Bringing it to life: Deployment with Streamlit

After Modeling in Data Science: Deployment

Dr. Fatih Hattatoglu
Academy Team
13 min readOct 9, 2023

--

Data Science has become synonymous with complex algorithms, deep learning models, and intricate analyses for many individuals. However, this only constitutes a portion of the process. As data scientists, we often focus on data cleaning and modeling, achieving successful results in these processes. It is also stated that this section forms approximately 60–70% of the entire work. However, for these models and analyses to create value in the real world, the next step is necessary: Deployment.

Let’s assume that we have developed a very good model and created it on a Jupyter Notebook. A model that produces excellent results! If we consider that it is requested by an industry user who will use it continuously, it is highly likely that the person concerned will not have the ability to write code or make changes to the Notebook. When we deliver this excellent result-producing model to the relevant company or person, will we say: “Oh, don’t touch the rest of the codes and just come to the places in quotes in these lines and write the values you want to predict!”? Such an approach is clearly not reasonable. Therefore, the final product should not be in this format. It should be in a more “user-friendly” form and in a web page format that everyone is accustomed to using. This process is generally referred to as Deployment.

Why is Deployment So Important?

The true value of a model or analysis is realized when it reaches those who can use it.
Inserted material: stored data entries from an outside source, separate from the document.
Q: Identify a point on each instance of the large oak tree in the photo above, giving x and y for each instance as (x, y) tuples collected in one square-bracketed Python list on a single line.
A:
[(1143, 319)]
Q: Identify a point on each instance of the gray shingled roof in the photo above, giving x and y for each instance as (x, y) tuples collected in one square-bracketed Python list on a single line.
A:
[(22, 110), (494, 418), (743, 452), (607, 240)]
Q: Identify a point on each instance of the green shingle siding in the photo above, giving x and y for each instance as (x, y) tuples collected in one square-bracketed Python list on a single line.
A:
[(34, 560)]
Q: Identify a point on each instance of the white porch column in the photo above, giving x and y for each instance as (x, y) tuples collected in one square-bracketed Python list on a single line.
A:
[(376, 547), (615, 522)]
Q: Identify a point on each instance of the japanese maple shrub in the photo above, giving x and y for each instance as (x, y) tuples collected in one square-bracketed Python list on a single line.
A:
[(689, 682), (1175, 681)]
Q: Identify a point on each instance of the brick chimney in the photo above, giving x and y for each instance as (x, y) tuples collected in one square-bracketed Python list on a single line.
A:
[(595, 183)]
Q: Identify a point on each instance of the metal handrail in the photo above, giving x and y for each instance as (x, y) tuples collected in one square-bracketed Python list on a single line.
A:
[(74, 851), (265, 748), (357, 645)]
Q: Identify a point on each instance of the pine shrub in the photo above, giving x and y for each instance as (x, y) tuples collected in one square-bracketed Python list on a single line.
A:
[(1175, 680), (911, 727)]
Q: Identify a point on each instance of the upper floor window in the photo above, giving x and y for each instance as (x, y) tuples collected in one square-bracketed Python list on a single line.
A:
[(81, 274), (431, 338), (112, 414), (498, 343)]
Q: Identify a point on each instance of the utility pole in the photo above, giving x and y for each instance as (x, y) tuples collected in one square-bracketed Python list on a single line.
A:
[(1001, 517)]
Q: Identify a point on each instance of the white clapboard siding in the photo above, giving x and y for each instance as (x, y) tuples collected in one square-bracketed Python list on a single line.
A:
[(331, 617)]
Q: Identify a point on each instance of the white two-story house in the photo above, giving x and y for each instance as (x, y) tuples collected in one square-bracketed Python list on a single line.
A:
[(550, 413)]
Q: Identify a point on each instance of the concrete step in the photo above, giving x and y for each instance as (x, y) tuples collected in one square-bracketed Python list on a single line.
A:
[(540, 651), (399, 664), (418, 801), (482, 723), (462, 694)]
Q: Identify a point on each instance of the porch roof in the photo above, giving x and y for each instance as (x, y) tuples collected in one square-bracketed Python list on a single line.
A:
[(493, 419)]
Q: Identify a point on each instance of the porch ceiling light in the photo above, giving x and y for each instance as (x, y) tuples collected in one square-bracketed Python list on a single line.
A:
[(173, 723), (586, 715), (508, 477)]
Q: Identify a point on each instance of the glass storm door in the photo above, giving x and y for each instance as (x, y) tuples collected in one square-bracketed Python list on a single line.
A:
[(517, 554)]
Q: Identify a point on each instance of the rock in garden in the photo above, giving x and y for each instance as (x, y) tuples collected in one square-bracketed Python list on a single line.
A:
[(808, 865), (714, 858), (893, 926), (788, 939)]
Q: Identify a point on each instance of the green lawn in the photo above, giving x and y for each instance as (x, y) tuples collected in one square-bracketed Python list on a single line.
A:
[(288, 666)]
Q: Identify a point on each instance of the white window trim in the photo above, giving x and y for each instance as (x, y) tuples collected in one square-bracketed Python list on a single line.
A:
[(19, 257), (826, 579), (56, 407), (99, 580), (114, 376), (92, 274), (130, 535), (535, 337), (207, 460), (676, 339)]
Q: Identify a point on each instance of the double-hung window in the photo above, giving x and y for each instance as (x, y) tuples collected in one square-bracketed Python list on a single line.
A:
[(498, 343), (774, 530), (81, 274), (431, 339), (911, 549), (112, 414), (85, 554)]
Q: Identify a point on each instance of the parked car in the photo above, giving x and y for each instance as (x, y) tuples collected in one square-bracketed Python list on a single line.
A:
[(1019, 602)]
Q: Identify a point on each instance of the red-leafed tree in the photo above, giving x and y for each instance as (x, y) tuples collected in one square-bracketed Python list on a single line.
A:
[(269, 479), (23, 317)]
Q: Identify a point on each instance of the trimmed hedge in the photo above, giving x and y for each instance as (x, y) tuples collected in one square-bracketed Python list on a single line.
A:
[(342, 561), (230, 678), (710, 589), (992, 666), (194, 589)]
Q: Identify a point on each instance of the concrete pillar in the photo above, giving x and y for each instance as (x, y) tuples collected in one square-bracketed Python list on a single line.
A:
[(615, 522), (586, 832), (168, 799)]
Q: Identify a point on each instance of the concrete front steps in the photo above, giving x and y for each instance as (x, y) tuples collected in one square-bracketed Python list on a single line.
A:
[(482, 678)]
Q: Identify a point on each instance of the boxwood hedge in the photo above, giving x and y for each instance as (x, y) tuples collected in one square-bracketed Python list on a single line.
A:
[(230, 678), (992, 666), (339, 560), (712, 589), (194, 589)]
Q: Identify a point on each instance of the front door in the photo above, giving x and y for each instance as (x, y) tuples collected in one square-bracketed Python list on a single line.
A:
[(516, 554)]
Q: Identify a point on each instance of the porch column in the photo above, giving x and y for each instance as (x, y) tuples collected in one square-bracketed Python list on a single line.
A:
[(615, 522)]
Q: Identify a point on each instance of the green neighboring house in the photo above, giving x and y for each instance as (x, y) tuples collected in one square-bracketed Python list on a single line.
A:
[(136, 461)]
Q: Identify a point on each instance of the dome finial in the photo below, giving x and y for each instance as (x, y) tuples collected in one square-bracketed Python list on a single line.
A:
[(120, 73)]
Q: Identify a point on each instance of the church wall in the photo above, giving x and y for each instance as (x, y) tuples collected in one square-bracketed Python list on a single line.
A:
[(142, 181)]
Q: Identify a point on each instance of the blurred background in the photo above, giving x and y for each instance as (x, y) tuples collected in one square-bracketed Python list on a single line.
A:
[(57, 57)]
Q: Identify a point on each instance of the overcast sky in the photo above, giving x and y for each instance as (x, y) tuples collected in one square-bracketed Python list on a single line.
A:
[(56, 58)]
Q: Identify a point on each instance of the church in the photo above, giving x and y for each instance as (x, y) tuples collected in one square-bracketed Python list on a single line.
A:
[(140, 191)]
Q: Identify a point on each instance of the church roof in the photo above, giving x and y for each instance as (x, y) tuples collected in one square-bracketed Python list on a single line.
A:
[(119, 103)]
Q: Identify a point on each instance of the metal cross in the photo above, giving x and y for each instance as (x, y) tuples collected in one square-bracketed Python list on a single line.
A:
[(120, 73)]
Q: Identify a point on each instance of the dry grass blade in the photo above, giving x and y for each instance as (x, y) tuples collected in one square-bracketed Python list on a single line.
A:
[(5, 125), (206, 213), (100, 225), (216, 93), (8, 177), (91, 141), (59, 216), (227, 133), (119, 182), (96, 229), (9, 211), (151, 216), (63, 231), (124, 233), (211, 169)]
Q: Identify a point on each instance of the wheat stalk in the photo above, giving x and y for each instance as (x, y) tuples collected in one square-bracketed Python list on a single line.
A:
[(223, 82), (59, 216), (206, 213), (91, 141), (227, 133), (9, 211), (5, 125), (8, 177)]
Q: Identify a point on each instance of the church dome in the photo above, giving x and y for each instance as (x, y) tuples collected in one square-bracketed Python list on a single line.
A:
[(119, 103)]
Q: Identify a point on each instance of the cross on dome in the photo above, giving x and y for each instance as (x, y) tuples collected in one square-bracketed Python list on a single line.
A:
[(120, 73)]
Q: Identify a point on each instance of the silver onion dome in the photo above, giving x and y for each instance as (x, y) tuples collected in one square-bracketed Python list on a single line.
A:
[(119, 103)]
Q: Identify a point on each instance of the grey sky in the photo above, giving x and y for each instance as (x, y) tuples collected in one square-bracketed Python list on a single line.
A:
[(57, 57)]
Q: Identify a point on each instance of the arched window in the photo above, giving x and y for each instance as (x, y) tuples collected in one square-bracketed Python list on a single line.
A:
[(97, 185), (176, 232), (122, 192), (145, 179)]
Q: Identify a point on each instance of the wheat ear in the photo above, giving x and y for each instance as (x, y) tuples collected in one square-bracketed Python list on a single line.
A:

These users can vary from a colleague in the same department to a customer on the other side of the world. Therefore, delivering the final product to these users is as critical as the modeling and analysis itself.

We can emphasize the importance of deployment for the following reasons:

Real-World Applications: When a machine learning model is trained, it needs to be integrated into applications to solve real-world problems. For example, if a product recommendation system is developed for an e-commerce website, it needs to be integrated into the site to provide real-time recommendations to the users.

Automation: Deployment enables automation. For instance, if a bank develops a credit scoring model, it needs to be integrated into the system to automatically evaluate customer applications.

User Interaction: Especially interactive data analysis and visualization tools allow users to interact with the data. This can help users better understand the data and make more informed decisions.

The Rise of Web-Based Applications

In today’s world, desktop applications are giving way to web-based applications. This shift provides data scientists with the opportunity to directly deploy their analytical products on the web.

Introducing Streamlit

In this article, I am introducing Streamlit, a tool that allows you to deploy your products directly on the web, designing customizable applications. Streamlit enables data scientists to quickly and effectively transform their models and analyses into web-based applications.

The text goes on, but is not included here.